Bush, for his part, doesn’t really have to win anybody over. His partisans love him, and they’re not going anywhere else on election night. Those swing voters who will decide this election probably like him okay, but they’re worried about where the country’s headed under his watch, particularly in Iraq.
Bush probably isn’t going to alienate these swing voters with his performance (which will as usual drive those who’ve made a profession of hating the President batty), so his best bet is to try to throw Kerry off his game, preventing the lanky Senator from connecting on a personal level with the undecideds in the swing states.
THE ISSUES
This is what it all comes down to, despite the media’s (hey, ourselves included!) obsession with the popularity contest.
For Bush, “fuzzy math” one-liners don’t cut it when talking about the economy, anymore.
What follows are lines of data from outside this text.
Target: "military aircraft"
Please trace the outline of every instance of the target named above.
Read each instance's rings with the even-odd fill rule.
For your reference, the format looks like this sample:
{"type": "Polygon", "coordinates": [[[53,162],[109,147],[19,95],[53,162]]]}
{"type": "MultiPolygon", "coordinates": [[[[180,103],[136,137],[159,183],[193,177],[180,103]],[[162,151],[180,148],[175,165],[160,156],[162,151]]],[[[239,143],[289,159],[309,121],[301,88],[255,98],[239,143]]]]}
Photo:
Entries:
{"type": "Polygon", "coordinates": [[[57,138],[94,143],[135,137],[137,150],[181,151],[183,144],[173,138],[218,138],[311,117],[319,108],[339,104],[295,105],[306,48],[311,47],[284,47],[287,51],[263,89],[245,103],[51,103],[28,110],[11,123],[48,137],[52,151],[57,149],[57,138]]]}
Not when he’s presided over the greatest deficit run-up in U.S. history and the most jobs lost since Herbert Hoover was in the White House.
Jumping all over the place on the rationale for war with Iraq isn’t going to work, either – since 2002 we’ve gone from the imminent threat of (missing) WMDs to the (unproven) al-Qaeda connection to the (yet-to-occur) flowering of democracy in the Middle East. Bush better have his story straight on this, because he’s going to be grilled on it. At the very least, he’s got to avoid glaring inconsistencies in message during a single response to a question. If he can again present himself as the steely-eyed commander-in-chief of 2002, he’s got it sewn up.
For Kerry, the key will be quickly getting past his own recent record (pro-Iraq War) and hammering on the differences between himself and Bush – with the coda on each criticism being his own positive plan for doing things right. And at some point, he’s going to have to come up with a convincing explanation for exactly what the heck he’s being doing in the Senate all these long years.
The Democrats are in the unusual position of having some real ammunition to use on the Republicans regarding the economy, in terms of fiscal responsibility. And yet the biggest issue is the War on Terror, on which both party machines largely agree, despite big differences in views across the electorate.
It wouldn’t be surprising to see the candidates steer clear of a big dust-up over the War on Terror during these debates, while ginning up on the economy (Kerry territory) and the social issues like gay marriage and education (Bush territory).
These debates could well be won or lost on the fringe of the actual pre-eminent national debate – the elephant in the room that is the over 1,000 Americans dead in Iraq and a situation spiralling out of control.
That’d be a shame, but, hey, Bush vs. Kerry will still make for excellent television. Maybe not “Surviror: All-Stars” excellent, but let’s not set the bar too high.